- W pierwszej połowie zarówno Górnik jak i nasza drużyna nie chciały się zbytnio odkryć, bo na ławkach rezerwowych na bieżąco śledzono wyniki innych spotkań. Wiadomo, w piłce żeby wygrać trzeba zaryzykować. Górnik zaryzykował, a my to wykorzystaliśmy i strzeliliśmy bramkę, która dała nam upragnione zwycięstwo - mówił po meczu nie kryjąc zadowolenia strzelec bramki dla Polonii, Daniel Mąka. - Chcieliśmy w tym spotkaniu zagrać ofensywnie. Tak też graliśmy, ale efektów tego nie było widać, bo utrzymywał się wynik bezbramkowy. W 89. minucie Michał dograł mi fantastyczną piłkę, ja ją przyjąłem i przymierzyłem. Piłka wpadła dokładnie tam, gdzie chciałem, co bardzo mnie cieszy - dodał uzdolniony snajper Czarnych Koszul.

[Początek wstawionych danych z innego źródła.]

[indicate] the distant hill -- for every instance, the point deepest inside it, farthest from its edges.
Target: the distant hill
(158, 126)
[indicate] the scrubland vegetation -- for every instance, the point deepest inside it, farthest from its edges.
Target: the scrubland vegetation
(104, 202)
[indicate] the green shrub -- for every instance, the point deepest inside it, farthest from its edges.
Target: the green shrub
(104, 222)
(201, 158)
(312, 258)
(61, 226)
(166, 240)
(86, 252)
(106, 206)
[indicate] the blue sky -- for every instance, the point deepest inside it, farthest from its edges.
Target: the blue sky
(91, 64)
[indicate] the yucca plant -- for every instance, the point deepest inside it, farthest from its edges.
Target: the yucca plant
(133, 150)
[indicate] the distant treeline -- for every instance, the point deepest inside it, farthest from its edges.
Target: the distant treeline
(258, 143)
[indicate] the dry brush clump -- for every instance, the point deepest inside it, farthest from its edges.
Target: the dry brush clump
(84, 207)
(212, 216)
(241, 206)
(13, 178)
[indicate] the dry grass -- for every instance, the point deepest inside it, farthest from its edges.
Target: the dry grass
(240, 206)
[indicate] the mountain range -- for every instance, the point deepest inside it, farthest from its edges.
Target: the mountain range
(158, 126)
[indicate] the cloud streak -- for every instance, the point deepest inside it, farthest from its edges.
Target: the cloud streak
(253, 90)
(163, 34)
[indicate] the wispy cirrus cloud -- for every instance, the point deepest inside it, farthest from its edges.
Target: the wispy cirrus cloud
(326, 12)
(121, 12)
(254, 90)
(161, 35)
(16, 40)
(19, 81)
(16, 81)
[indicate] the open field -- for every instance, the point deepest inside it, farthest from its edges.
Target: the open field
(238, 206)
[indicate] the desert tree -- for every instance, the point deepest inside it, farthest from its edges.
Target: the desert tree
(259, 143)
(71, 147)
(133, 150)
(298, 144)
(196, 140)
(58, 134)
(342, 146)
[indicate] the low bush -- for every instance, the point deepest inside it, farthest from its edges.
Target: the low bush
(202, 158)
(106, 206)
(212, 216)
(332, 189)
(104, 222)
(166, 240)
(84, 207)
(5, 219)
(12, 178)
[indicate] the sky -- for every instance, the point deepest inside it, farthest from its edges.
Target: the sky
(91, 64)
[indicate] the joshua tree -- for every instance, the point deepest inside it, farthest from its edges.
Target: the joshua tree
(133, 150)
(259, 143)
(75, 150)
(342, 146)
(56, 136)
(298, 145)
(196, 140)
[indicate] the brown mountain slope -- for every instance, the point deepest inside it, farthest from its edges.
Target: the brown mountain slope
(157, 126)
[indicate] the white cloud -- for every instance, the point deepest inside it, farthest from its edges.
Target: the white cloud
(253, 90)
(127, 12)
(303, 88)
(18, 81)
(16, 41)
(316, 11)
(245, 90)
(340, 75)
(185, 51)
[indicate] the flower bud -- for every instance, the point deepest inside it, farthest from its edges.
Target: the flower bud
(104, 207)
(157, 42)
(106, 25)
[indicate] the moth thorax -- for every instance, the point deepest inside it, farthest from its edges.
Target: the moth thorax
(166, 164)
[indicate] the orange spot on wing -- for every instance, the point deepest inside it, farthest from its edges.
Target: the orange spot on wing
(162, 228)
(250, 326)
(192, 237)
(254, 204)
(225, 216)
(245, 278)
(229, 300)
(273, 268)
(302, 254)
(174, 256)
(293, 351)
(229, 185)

Szkoleniowiec Polonii, Jacek Grembocki po meczu nie ukrywał, że jest bardzo zadowolony ze zmiany, jaką dał 21-letni napastnik w meczu z Górnikiem: - Z trenerem Jackiem Grembockim było mi dane współpracować znacznie wcześniej, kiedy był asystentem pierwszego trenera, więc na pewno trener Grembocki wiedział na co mnie stać. W ostatnim czasie zmagałem się z kontuzją. W meczu z Lechem trener wpuścił mnie na boisko na pięć minut, w Zabrzu pozwolił mi zagrać trochę dłużej i odwdzięczyłem mu się za to bramką, dzięki której Polonia zagra w Lidze Europejskiej - podkreślił zawodnik stołecznego klubu.
- Bardzo się cieszę, że udało mi się pomóc Polonii w awansie do europejskich pucharów. Żal mi jednak kolegów z Górnika. Całą rundę wiosenną grali z nożem na gardle, a mimo to nie udało im się utrzymać w ekstraklasie. Na pewno nie jest to miłe przeżycie, sam podobny spadek przeżyłem, będąc jeszcze młodym zawodnikiem dopiero wchodzącym do kadry pierwszej drużyny. Mam nadzieję, że Górnik szybko się otrząśnie i już za rok wróci do ekstraklasy. Miejscem takich drużyn jak Górnik Zabrze jest ekstraklasa i o tym myślę wszyscy doskonale wiemy - zakończył Daniel Mąka.